ECLI:NL:HR:2017:1059

Hoge Raad

Datum uitspraak
9 juni 2017
Publicatiedatum
8 juni 2017
Zaaknummer
16/02087
Instantie
Hoge Raad
Type
Uitspraak
Rechtsgebied
Civiel recht
Procedures
  • Cassatie
Vindplaatsen
  • Rechtspraak.nl
AI samenvatting door LexboostAutomatisch gegenereerd

Arubaans procesrecht en betekening van exploten aan buiten Aruba wonende partijen

In deze zaak heeft de Hoge Raad op 9 juni 2017 uitspraak gedaan in een cassatieprocedure tussen [verzoeker] en Banco di Caribe N.V. De zaak betreft de betekening van exploten aan een buiten Aruba wonende partij, in het bijzonder de vraag of er verzet mogelijk is tegen een beslissing in hoger beroep indien de geïntimeerde niet is verschenen. De Hoge Raad oordeelt dat de bepalingen van het Arubaans procesrecht, met name artikel 5, onder 8, van de RvA, onvoldoende waarborgen bieden voor een effectieve betekening van stukken aan partijen die buiten Aruba wonen. Dit is in strijd met het recht op toegang tot de rechter en het recht op hoor en wederhoor zoals gewaarborgd in artikel 6 van het EVRM. De Hoge Raad vernietigt het vonnis van het Gemeenschappelijk Hof van Justitie en wijst de zaak terug voor verdere behandeling. De Hoge Raad benadrukt dat in gevallen waarin de geïntimeerde niet verschijnt, het hof zijn uitspraak moet aanhouden en moet onderzoeken welke stappen zijn ondernomen om de stukken tijdig bij de betrokken partij te krijgen. De Hoge Raad veroordeelt Banco di Caribe in de kosten van het geding in cassatie.

Uitspraak

9 juni 2017
Eerste Kamer
16/02087
RM/JS
Hoge Raad der Nederlanden
Arrest
in de zaak van:
[verzoeker],
wonende te [woonplaats],
VERZOEKER tot cassatie,
advocaat: mr. K. Aantjes,
t e g e n
BANCO DI CARIBE N.V.,
gevestigd in (Oranjestad) Aruba,
VERWEERSTER in cassatie,
niet verschenen.
Partijen zullen hierna ook worden aangeduid als [verzoeker] en Banco di Caribe.

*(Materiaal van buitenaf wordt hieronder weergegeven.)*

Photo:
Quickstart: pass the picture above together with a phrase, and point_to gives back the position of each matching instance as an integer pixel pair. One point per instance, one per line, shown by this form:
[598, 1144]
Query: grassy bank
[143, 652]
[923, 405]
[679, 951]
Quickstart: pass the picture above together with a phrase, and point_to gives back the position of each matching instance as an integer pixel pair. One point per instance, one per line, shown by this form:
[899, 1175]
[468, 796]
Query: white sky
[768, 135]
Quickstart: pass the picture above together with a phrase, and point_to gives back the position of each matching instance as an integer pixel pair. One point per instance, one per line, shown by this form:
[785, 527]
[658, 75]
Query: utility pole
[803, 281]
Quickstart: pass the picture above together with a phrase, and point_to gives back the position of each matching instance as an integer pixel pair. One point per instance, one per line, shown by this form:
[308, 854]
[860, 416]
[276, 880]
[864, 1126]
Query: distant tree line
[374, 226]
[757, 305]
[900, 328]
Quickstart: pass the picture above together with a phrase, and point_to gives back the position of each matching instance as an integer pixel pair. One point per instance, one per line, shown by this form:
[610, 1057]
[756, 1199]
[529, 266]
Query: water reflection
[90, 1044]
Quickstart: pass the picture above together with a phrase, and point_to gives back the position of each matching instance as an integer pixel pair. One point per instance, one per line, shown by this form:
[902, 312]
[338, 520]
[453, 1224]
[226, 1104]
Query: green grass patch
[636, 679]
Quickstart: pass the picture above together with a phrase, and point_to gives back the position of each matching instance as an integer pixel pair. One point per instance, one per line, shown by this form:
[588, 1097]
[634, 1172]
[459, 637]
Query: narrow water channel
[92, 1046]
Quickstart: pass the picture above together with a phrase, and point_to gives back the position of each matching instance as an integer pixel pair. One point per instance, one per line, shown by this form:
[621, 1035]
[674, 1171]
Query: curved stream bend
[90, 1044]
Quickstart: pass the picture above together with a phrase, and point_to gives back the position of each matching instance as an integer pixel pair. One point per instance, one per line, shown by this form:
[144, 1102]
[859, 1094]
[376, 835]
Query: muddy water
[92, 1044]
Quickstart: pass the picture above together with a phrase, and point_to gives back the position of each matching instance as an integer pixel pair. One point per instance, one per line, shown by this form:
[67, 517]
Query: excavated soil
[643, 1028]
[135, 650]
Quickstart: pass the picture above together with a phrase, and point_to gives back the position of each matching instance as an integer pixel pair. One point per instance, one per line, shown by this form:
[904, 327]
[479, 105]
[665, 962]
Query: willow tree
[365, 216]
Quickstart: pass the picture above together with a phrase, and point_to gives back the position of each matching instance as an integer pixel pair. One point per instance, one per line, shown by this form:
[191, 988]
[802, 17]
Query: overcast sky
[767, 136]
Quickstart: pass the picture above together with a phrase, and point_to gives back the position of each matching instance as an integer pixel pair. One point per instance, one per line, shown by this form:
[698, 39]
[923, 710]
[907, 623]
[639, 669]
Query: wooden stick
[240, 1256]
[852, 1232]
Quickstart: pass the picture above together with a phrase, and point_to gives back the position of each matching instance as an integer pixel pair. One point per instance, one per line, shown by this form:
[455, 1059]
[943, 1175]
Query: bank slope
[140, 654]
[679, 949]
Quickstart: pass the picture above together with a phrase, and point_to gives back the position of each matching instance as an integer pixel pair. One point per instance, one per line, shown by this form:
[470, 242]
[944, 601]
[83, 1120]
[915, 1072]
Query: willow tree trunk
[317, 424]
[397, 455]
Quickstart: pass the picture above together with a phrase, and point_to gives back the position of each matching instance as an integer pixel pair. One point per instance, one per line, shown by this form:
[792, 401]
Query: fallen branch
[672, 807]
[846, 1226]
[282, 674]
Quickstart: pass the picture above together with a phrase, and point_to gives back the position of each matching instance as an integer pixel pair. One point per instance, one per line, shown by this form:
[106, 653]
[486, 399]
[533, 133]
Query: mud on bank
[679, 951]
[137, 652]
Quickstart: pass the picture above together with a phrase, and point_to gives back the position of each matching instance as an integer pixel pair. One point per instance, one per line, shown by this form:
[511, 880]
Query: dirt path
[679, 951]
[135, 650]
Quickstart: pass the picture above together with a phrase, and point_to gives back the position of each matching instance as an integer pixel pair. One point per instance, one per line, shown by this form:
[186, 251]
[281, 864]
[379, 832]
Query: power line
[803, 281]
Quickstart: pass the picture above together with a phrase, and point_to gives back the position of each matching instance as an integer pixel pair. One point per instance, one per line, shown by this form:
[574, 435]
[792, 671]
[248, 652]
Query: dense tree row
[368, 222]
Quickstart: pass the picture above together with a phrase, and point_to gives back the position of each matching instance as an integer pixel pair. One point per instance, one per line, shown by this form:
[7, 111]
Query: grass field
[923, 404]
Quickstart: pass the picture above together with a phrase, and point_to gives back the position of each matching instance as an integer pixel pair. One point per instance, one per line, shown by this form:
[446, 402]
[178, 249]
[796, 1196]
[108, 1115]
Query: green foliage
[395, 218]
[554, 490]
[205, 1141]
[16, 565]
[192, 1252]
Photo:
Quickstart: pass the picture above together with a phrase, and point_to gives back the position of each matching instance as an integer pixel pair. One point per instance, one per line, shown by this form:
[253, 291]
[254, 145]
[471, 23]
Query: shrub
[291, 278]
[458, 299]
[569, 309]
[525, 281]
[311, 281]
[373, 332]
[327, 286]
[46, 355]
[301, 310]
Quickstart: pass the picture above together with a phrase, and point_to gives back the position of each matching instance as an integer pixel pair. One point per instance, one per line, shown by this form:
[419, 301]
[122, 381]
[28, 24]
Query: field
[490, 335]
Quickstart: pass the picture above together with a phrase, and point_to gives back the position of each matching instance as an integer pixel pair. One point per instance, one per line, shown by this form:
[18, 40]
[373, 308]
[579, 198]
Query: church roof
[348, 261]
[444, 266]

1.Het geding in feitelijke instanties

Voor het verloop van het geding in feitelijke instanties verwijst de Hoge Raad naar de navolgende stukken:
a. het vonnis in de zaak AR 2764 van 2011 van het gerecht in eerste aanleg van Aruba van 13 juni 2012;
b. de vonnissen in de zaak AR 2335 van 2012 van het gerecht in eerste aanleg van Aruba van 4 december 2013 en 26 februari 2014;
c. het vonnis in de zaak AR 2335/12 - ghis 75575 - H 305/15 van het Gemeenschappelijk Hof van Justitie van Aruba, Curaçao, Sint Maarten en van Bonaire, Sint Eustatius en Saba van 19 januari 2016.
Het vonnis van het hof is aan dit arrest gehecht.

2.Het geding in cassatie

Tegen het vonnis van het hof heeft [verzoeker] beroep in cassatie ingesteld. Het cassatierekest is aan dit arrest gehecht en maakt daarvan deel uit.
Banco di Caribe heeft geen verweerschrift ingediend.
De zaak is voor [verzoeker] toegelicht door zijn advocaat.
De conclusie van de Advocaat-Generaal R.H. de Bock strekt tot vernietiging van het vonnis van het hof en tot terugwijzing.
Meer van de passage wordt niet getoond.